The two of them were heaping mounds of steaming hot shrimp and fries on their plates when the chimes sounded near the front door of the mansion, and they heard voices laughing and talking in the parlor.
“Who dat?” Bunni looked at Mink and raised her eyebrow as she chomped down on a juicy bite of shrimp.
Mink shrugged. “I'on't know. But it sounds just like—”
“GiGi!” Bunni leaped to her feet and hauled ass out of the kitchen hollering, “GiGi's here! Woot-Woot! My gurl GiGi is here!”
A few moments later they rolled back in the kitchen with Bunni practically dragging the chick over to the counter while her mouth flapped a hundred miles a minute. “I thought you said you was gonna call me? If you brought your tail all the way over here then I
know
you got some good news, right! So what did your bosses say, huh? We in, right? Where's the camera crew and when we gonna get to filming? We in, right? We in there, baybee!”
GiGi had a bright smile on her face as she laughed at Bunni's excitement and greeted everyone sweetly. “Good afternoon, Mrs. Dominion. Nice to see you, Mrs. Katie. How's it going, Mink?”
Mink paused with a fry halfway to her mouth, busting the funky groove right off the bat, but Bunni was like an over-grown puppy as she jumped up and down and damn near peed on the floor at the sight of the red-haired beauty.
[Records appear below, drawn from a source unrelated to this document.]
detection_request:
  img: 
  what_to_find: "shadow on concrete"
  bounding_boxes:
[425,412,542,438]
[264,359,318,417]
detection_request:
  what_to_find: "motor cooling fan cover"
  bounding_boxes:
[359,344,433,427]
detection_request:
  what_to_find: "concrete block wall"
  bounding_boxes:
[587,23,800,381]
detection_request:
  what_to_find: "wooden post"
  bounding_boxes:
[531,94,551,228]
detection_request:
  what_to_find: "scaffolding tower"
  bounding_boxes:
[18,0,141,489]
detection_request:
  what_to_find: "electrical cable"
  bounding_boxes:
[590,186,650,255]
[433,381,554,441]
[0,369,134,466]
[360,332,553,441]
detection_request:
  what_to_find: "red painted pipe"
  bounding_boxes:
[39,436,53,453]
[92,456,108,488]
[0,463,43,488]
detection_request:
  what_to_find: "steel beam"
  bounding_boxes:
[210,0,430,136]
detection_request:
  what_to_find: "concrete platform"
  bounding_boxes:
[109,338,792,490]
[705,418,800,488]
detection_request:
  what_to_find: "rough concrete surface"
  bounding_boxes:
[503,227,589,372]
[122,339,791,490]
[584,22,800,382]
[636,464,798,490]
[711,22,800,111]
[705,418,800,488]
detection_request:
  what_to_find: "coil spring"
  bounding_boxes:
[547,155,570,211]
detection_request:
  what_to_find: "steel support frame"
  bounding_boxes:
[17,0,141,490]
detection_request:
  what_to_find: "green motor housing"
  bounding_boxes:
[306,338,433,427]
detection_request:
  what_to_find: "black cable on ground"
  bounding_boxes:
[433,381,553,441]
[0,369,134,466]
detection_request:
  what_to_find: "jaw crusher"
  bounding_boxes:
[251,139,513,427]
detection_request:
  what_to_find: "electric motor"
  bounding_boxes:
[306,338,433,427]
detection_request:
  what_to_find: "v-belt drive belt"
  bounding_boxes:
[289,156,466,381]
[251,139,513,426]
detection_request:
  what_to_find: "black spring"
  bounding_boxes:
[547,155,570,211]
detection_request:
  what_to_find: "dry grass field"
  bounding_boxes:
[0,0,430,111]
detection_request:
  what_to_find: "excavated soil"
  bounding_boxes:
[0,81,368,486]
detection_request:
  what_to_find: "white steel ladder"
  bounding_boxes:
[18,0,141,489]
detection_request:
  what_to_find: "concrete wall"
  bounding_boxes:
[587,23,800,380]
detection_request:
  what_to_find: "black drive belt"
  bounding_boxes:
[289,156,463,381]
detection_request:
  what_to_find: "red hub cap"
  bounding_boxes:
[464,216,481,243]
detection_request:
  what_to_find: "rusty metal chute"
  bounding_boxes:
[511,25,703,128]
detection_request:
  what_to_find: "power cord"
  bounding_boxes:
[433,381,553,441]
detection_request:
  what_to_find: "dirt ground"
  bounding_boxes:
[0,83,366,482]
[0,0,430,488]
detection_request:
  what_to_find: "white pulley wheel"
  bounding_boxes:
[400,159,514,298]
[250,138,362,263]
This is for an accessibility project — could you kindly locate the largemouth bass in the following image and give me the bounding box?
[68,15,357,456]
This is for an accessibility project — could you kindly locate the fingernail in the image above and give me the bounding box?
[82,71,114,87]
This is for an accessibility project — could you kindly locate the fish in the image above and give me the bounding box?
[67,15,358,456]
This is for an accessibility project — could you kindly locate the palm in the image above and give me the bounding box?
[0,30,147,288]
“Now, Bunni,” GiGi finally turned to address her and answer her million questions. “I did tell you that you'd be seeing me soon, but I didn't know it would be as soon as today. The executives at the station still haven't come to a firm decision yet, although they are in the process of narrowing things down. I'm sorry I don't have a better answer for you, but I'm hoping you'll continue to be patient while we work things out.”
Bunni's mouth hit the floor.
“You mean you
still
don't have no answer? Well what the hell you come over here getting me all hyped up for?”
“Well, actually”—GiGi turned slightly and wiggled her fingers over her shoulder with a sugary grin—“I'm here to spend some time with Barron today. We just had lunch at the quaintest French restaurant ever, and he invited me over for a little swim.”
Bunni whirled around. If looks coulda killed then Barron's white girl–lovin' ass woulda been stretched out on the floor! He stood there in the doorway with a shit-eating grin on his face that all four black women in the kitchen would've loved to slap off.
“Barron?” Bunni snapped. “What the hell do Barron got to do with this? I keep telling you this is
our
thingy-thang! Barron ain't down with none a' this—”
“Er, Bunni, this is a
personal
visit,” GiGi said and placed her manicured hand on Bunni's arm soothingly. “It has nothing to do with our business matters,” she explained.
“That's right,” Barron said as he walked over and took GiGi by the arm and led her toward the back door. He winked at Bunni and shot her a bitch-ass look. “Chill out, Bunni. Ain't nobody trying to get in your damn business. Believe me, this is all pleasure.”
 
Two days later, GiGi and Barron sat inside of a Waffle House diner having breakfast at four in the morning. GiGi hated breakfast food, but when Barron called in the middle of the night and suggested they go get some, she had hopped up and got dressed and met him there.